Le 21 mars 2020

 

La liste, 21 février 2020

– Levée à 7h30, j’ai avalé 3 expressos en ligne en espérant que ça me tienne éveillée, puis j’ai écrit six pages d’un trait dans un petit cahier bleu dont la couverture dit : écrivez votre propre histoire, malgré le fait que pour l’instant, c’est l’Histoire qui nous contrôle.

-Ma liste des cauchemars de la nuit serait trop longue à raconter. Il y en a un, récurrent, de type labyrinthe, où j’essaie de fuir Montréal pour aller à Laval en mobylette, sous la pluie, avec mes chats qui se sauvent et que j’essaie de retrouver dans des maisons désertes.

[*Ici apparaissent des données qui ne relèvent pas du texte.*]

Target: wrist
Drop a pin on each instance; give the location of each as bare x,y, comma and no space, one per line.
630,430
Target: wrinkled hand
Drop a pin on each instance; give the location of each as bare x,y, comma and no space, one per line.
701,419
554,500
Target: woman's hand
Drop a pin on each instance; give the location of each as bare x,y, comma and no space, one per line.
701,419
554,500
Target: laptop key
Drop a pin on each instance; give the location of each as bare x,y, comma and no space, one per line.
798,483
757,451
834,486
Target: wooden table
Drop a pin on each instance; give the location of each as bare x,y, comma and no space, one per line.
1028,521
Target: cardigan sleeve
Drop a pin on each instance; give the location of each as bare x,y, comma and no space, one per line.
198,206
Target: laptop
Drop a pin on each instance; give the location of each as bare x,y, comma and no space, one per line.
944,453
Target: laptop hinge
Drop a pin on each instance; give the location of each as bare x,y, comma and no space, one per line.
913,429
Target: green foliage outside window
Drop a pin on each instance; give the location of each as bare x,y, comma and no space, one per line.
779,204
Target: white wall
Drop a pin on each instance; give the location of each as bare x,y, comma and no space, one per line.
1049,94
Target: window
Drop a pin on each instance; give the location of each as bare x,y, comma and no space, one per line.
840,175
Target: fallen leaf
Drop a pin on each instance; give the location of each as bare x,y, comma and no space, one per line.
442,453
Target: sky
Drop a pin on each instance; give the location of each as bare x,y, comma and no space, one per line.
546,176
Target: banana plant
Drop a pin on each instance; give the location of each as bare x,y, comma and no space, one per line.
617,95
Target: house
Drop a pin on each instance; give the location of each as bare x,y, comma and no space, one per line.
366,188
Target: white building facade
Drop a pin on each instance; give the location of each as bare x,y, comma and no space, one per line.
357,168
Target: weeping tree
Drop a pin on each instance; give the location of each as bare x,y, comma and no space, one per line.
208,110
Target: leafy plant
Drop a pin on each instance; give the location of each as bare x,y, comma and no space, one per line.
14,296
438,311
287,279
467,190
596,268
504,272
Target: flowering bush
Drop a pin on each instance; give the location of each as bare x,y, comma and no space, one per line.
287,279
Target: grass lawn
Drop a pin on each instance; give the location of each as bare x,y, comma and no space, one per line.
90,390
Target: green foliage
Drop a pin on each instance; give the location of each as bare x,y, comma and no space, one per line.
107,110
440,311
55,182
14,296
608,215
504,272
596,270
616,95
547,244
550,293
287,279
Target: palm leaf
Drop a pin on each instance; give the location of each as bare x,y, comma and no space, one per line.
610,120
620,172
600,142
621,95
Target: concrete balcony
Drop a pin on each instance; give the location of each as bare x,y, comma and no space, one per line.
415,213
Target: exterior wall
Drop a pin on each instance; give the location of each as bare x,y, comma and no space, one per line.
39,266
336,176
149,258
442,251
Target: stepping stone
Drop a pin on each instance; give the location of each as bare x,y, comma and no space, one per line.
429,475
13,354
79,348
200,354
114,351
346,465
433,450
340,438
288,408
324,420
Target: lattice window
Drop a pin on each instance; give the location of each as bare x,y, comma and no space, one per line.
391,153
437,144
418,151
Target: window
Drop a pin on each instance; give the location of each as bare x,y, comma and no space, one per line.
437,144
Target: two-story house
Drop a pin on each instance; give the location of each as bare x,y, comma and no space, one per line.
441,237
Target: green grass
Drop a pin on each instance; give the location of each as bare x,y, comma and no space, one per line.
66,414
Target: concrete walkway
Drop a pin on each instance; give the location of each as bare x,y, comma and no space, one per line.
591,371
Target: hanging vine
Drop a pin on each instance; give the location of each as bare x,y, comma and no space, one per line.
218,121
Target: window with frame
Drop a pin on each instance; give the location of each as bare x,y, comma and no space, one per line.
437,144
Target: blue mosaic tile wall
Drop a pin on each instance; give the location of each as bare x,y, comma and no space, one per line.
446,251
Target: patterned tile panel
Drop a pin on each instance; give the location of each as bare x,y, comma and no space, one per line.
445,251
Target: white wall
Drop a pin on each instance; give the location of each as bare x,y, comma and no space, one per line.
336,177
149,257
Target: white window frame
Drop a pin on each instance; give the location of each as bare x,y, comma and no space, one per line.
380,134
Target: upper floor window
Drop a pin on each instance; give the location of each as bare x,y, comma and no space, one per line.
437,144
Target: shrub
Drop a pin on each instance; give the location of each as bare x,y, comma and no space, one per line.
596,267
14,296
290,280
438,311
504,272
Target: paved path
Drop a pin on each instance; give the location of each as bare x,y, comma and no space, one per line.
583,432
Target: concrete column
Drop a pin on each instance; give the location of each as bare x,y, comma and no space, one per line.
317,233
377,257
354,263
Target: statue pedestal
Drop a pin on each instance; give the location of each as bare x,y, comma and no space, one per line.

-Je me suis ensuite agitée dans la maison en n’accomplissant à peu près rien: j’ai fait un lavage et j’ai oublié de le mettre dans la sécheuse, j’ai commencé à faire la vaisselle et je ne l’ai pas finie, j’ai magasiné en ligne pour tenter de trouver du papier de toilette zéro déchet – il n’y avait plus- j’ai cuisiné une frittata oignon poivrons rouges thym cheddar bacon et je l’ai dégustée lentement avec des biscottes de seigle puis, après les nouvelles de 13h, j’ai mis mes bottes pour aller prendre une marche et je me suis endormie très profondément, sur le divan pour 3h. La narcolepsie est ma maladie inventée du jour.

-J’ai retrouvé mes souliers de course au fond du panier à linge ainsi que mes linges à vaisselle.

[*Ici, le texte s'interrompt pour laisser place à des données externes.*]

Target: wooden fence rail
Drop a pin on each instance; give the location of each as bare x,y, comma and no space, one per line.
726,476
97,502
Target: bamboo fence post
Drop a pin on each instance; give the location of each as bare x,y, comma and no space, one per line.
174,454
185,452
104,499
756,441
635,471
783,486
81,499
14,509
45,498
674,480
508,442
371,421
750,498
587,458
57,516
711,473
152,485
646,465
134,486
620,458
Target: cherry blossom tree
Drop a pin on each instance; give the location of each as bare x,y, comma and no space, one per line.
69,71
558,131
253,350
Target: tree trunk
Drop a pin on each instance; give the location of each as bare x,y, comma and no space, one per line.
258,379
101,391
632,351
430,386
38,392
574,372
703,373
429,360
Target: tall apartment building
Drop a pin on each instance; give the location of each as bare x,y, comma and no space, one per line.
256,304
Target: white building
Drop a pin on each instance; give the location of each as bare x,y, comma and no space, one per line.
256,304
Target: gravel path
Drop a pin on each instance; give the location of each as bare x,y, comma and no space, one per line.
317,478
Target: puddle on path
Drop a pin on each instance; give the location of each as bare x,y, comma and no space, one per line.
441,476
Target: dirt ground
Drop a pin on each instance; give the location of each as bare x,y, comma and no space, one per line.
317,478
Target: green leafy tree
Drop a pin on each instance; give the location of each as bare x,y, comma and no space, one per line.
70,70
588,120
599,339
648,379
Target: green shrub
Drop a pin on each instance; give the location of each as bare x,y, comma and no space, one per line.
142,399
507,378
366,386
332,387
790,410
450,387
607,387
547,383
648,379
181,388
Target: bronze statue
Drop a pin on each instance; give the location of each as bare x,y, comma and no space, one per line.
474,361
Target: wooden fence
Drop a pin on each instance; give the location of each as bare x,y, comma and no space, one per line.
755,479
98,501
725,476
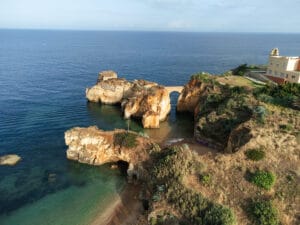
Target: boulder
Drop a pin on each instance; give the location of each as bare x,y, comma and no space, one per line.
191,93
97,147
140,98
152,105
109,91
106,75
9,160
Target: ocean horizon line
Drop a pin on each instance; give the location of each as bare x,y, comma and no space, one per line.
146,31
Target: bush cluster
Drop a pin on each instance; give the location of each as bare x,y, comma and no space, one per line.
125,139
287,95
255,154
169,170
263,212
286,127
263,179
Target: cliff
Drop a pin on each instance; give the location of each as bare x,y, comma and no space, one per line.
96,147
142,99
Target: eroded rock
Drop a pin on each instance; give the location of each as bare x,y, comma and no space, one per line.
97,147
140,98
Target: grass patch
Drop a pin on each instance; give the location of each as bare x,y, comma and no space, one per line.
286,127
263,179
125,139
263,212
205,178
255,154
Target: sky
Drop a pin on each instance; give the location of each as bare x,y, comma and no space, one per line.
153,15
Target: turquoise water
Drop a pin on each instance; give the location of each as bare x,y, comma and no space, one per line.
77,204
43,76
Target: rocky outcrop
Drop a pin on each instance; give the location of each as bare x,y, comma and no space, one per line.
96,147
191,93
9,160
106,75
152,104
108,91
220,112
142,99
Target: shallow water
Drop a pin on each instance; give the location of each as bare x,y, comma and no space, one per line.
43,76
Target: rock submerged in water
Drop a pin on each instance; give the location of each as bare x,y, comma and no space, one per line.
140,98
96,147
9,160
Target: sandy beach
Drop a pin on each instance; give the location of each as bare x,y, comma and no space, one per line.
123,210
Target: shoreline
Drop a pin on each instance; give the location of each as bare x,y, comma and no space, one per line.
123,210
126,207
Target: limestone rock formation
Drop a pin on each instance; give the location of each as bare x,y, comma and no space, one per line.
152,104
109,91
191,93
96,147
106,75
9,160
220,112
142,99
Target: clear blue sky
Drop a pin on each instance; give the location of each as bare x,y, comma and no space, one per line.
159,15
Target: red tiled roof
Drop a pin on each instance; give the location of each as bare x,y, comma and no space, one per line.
277,80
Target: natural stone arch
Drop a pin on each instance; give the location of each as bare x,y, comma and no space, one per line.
172,89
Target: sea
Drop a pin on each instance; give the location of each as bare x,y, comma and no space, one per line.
43,76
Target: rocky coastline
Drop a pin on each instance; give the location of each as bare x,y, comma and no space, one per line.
181,183
140,98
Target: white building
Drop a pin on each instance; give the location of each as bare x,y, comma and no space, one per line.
282,69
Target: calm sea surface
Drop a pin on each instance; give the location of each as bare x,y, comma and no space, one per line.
43,76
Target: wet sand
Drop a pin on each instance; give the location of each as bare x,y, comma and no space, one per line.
124,209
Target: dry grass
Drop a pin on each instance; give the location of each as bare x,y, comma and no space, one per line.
229,186
236,81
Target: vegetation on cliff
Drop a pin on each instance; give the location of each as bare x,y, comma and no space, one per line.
263,212
172,165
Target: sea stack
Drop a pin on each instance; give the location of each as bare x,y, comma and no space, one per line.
140,98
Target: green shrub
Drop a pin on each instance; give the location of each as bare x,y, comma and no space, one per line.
218,215
287,95
204,77
286,127
260,113
263,179
240,70
205,178
125,139
255,154
263,212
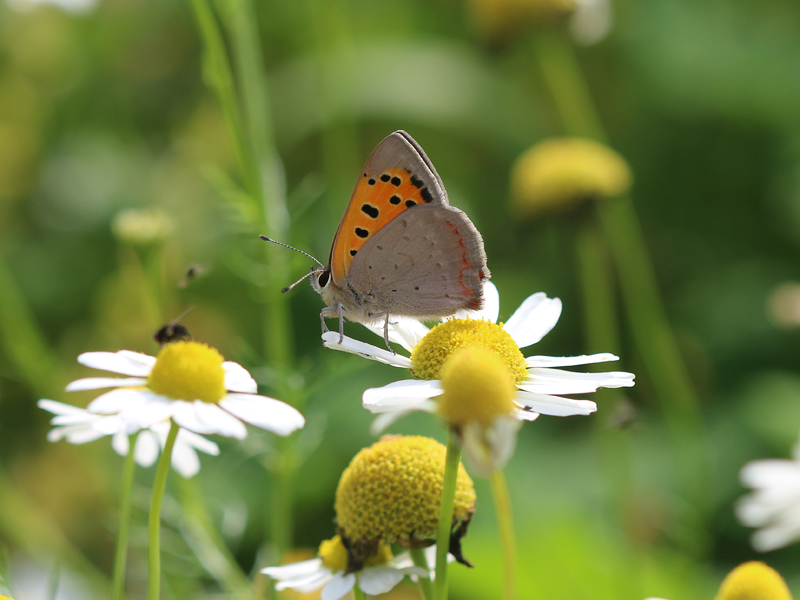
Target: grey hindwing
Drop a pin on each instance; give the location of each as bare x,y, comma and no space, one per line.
425,263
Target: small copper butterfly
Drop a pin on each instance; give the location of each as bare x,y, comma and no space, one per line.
401,249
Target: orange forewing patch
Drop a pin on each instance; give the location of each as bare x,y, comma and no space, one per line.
376,200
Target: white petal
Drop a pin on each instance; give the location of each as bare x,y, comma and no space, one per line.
98,383
121,443
119,400
203,417
146,450
185,460
526,415
534,319
557,381
339,586
266,413
405,331
378,580
293,570
237,379
569,361
331,340
490,310
59,408
554,405
123,362
400,395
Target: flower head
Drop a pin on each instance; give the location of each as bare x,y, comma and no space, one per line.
774,505
539,390
391,492
329,572
559,174
189,383
79,426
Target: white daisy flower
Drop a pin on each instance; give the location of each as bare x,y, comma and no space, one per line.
540,386
189,383
79,426
774,505
327,572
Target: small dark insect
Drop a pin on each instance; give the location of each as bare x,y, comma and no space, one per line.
193,272
173,332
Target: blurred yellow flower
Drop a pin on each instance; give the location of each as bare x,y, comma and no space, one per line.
560,173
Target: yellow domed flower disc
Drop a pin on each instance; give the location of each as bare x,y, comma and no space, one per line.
391,492
753,581
478,387
558,174
188,371
430,354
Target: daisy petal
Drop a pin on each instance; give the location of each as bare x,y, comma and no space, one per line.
534,319
331,340
237,379
294,570
97,383
569,361
266,413
556,381
554,405
379,580
400,395
491,306
339,586
402,330
123,362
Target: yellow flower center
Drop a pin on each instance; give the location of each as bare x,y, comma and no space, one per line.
432,352
391,492
753,581
477,387
188,371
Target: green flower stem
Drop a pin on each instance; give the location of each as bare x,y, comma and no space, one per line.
208,545
425,585
505,524
121,555
154,537
644,309
446,513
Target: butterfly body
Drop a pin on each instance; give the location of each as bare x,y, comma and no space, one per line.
401,249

-Un des linges à vaisselle a été sacrifié afin de faire du papier de toilette expérimental. Je ne suis pas convaincue.

-Après avoir remis mes verres de contact, mon œil est de nouveau infecté donc mes barniques des années 1990 sont de retour sur mon nez, ce qui m’embête au plus haut point car je fomente une lecture en ligne bientôt et je ressemble à la grand-mère du petit chaperon rouge du livre d’histoire de mon enfance si je tente de lire avec les dites barniques sur le bout de mon nez. Je ne suis pas prête.

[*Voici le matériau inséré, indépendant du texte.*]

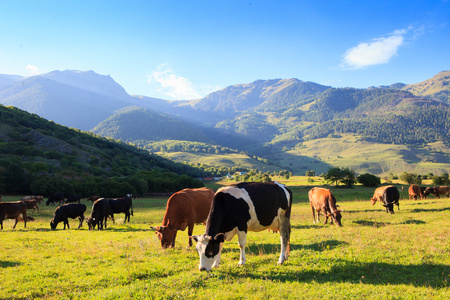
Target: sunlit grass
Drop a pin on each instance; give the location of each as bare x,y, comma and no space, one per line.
374,255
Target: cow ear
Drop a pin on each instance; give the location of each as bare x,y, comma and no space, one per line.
220,237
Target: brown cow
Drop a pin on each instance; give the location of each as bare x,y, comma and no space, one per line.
13,210
31,204
323,200
437,191
378,194
414,192
184,209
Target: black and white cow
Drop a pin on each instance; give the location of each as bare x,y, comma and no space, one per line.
391,196
244,207
66,211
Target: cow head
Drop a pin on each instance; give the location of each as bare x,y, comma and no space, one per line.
91,223
53,224
389,208
167,235
430,190
208,249
336,217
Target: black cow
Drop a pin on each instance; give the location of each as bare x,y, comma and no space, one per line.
244,207
55,198
391,197
121,205
99,214
73,199
63,212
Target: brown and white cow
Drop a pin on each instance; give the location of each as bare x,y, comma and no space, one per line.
184,209
437,191
236,209
13,210
414,192
391,196
378,194
323,200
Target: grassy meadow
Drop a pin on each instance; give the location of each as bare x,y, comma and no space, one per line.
374,255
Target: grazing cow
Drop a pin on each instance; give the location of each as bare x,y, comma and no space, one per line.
244,207
99,214
184,209
63,212
390,197
55,198
121,205
414,192
378,194
31,204
437,191
73,199
13,210
323,200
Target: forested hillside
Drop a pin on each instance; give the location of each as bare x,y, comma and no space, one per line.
41,157
140,126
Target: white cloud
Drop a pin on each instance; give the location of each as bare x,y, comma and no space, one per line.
173,85
378,51
32,70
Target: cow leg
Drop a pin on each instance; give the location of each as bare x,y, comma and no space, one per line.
314,214
242,237
216,262
17,220
285,233
190,231
81,218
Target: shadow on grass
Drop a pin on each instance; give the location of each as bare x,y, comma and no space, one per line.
256,249
371,223
420,275
419,210
9,264
418,222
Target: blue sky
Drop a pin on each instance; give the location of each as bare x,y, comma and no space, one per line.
187,49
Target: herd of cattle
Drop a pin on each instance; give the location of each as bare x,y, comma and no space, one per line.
234,209
102,209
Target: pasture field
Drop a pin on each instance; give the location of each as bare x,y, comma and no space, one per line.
374,255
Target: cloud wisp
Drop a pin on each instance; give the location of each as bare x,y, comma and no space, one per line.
377,51
32,70
173,85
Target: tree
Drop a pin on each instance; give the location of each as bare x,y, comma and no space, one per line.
411,178
345,176
369,180
333,175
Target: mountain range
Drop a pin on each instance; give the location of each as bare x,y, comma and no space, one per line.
283,120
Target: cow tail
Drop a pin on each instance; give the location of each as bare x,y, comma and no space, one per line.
288,211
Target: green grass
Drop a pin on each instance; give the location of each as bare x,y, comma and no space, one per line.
373,256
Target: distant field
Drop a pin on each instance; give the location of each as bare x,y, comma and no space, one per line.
215,160
381,159
373,256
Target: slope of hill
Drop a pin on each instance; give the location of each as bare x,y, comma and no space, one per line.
266,118
140,126
437,87
41,157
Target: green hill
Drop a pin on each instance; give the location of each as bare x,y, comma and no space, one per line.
437,87
140,126
41,157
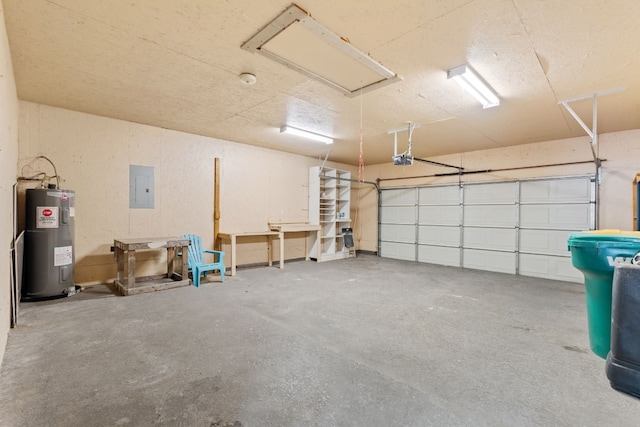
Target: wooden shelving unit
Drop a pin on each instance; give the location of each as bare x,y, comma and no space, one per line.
329,207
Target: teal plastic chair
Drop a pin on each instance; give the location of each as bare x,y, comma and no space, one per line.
197,265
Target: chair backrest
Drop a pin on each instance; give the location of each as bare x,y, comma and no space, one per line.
195,250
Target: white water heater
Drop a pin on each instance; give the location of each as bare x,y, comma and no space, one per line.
48,244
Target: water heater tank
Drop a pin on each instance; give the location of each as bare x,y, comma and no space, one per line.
48,244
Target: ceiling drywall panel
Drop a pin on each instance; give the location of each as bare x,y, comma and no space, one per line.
175,64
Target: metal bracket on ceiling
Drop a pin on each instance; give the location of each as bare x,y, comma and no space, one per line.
593,132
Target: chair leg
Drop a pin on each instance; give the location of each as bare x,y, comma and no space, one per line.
196,277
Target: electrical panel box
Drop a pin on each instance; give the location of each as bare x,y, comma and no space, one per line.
141,187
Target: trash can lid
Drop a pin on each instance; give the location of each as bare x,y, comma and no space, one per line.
605,237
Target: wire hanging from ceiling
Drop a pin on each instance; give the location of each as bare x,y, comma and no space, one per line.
361,155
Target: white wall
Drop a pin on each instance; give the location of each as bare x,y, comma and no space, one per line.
620,150
8,161
92,155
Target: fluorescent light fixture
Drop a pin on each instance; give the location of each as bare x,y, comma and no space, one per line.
306,134
472,83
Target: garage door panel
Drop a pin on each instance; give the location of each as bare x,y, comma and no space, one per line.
564,217
446,236
398,251
398,215
491,215
550,242
503,262
445,195
556,191
549,267
398,233
490,238
503,192
439,255
400,197
439,215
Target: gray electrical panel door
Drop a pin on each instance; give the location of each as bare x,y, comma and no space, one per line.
141,187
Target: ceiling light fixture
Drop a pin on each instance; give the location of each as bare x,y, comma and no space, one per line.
248,78
306,134
472,83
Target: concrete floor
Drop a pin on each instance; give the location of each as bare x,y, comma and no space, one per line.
357,342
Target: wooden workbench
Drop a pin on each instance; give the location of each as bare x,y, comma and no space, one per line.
233,237
298,228
127,248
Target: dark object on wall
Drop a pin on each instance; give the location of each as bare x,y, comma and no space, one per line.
623,361
48,244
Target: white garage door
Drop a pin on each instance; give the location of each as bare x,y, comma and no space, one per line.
518,227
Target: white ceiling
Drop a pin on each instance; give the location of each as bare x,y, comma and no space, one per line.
175,64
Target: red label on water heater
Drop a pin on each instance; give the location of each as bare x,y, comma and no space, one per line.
46,217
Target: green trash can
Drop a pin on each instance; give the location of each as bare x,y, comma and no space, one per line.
596,254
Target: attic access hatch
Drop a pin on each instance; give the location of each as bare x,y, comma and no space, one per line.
301,43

-J’ai imaginé un bar où les gens seraient séparés par des cubes de plexiglass étanches et stériles et ça m’a fait frissonner.

-J’ai du parler au moins deux heures d’affilée au téléphone. La dernière fois, j’avais 14 ans.

-Je suis sortie de mon confinement pour aller porter une antenne de télévision à mon ex qui n’en avait plus et qui n’a pas l’Internet, qui était en train de devenir fou. Nous avons respecté les deux mètres de distance…

-En promenade sur la rue Lasalle, j’ai regardé les deux outardes qui pataugeaient dans une flaque de neige avec un œil de survivaliste.

-Les seuls humains qui marchaient au bord de l’eau sur Lasalle étaient accompagnés de chiens ou d’enfants, à part un ou deux couples.

-Sur la rue Verdun, il y avait quelques individus (ce mot!) qui erraient en regardant par les fenêtres des gens au rez-de-chaussée. Je me suis dit que j’allais remettre des rideaux aux fenêtres de mon salon, même si j’habite au troisième étage, je me suis dit que j’avais lu trop de romans de Stephen King, je me suis dit qu’on était les créatures d’un roman de Stephen King qu’il n’avait pas encore écrit ou alors qu’il y avait eu un bogue entre la réalité et la fiction et que nous ne le savions pas.

-J’ai pensé que les riches trouveraient probablement une manière de s’enrichir avec cette situation parce que la richesse est une culture et un comportement appris tout comme la pauvreté ou la classe moyenne, selon ma perception des choses du moins, et ensuite j’ai pensé au documentaire de Naomi Klein qui explique clairement avec preuve à l’appui que chaque crise amène davantage de privatisation et dans ma tête, tout ça s’est mélangé avec une scène du roman Les Enchanteurs de Romain Gary où les bourgeois ne passent pas un très bon quart d’heure pendant la révolution russe et j’ai pensé à mes enfants et mon cœur a flanché et je suis allée mettre mon linge dans la sécheuse en espérant qu’il ne sente pas le chien mouillé.